A three-year international, multicentre, prospective cohort study was conducted involving 43 Gastroenterology and Endoscopy centres. Survival methods for censored observations were used to estimate the risk of acute diverticulitis (AD) in newly diagnosed DD patients according to basal FC, DICA, and CODA. The net benefit of management strategies based on DICA, CODA and FC in addition to CODA was assessed with decision curve analysis, which incorporates the harms and benefits of using a prognostic model for clinical decisions.
At the first diagnosis of diverticulosis/DD, 871 participants underwent FC measurement. FC was associated with the risk of AD at 3 years (HR per each base 10 logarithm increase: 3.29; 95% confidence interval, 2.13-5.10) and showed moderate discrimination (c-statistic: 0.685; 0.614-0.756).
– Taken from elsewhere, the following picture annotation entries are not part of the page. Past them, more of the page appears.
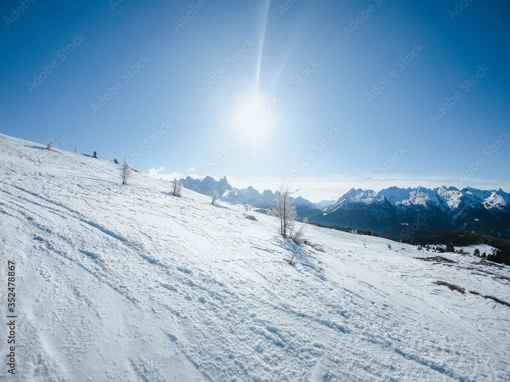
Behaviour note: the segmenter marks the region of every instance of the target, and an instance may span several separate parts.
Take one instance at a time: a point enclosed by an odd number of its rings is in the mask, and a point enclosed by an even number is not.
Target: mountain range
[[[261,194],[251,186],[232,187],[226,177],[181,180],[187,188],[200,194],[211,195],[219,189],[224,201],[260,209],[268,208],[276,195],[270,190]],[[352,188],[336,202],[314,203],[298,197],[294,202],[300,216],[310,223],[371,231],[394,238],[451,230],[510,238],[510,194],[501,188],[394,186],[379,192]]]

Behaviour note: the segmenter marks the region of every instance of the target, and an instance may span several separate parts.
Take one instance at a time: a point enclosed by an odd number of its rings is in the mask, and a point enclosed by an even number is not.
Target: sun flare
[[[236,129],[244,138],[258,140],[269,129],[270,118],[262,112],[265,107],[262,97],[251,98],[241,103],[235,124]]]

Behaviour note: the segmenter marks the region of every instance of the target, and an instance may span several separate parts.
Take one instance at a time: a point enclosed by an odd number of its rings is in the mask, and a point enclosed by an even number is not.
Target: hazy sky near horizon
[[[0,132],[166,179],[510,192],[505,1],[0,7]]]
DICA and CODA were more accurate predictors of AD than FC. However, FC showed high discrimination capacity to predict AD at 3 months, which was not maintained at longer follow-up times. The decision curve analysis comparing the combination of FC and CODA with CODA alone did not clearly indicate a larger net benefit of one strategy over the other.
FC measurement could be used as a complementary tool to assess the immediate risk of AD. In all other cases, treatment strategies based on the CODA score alone should be recommended.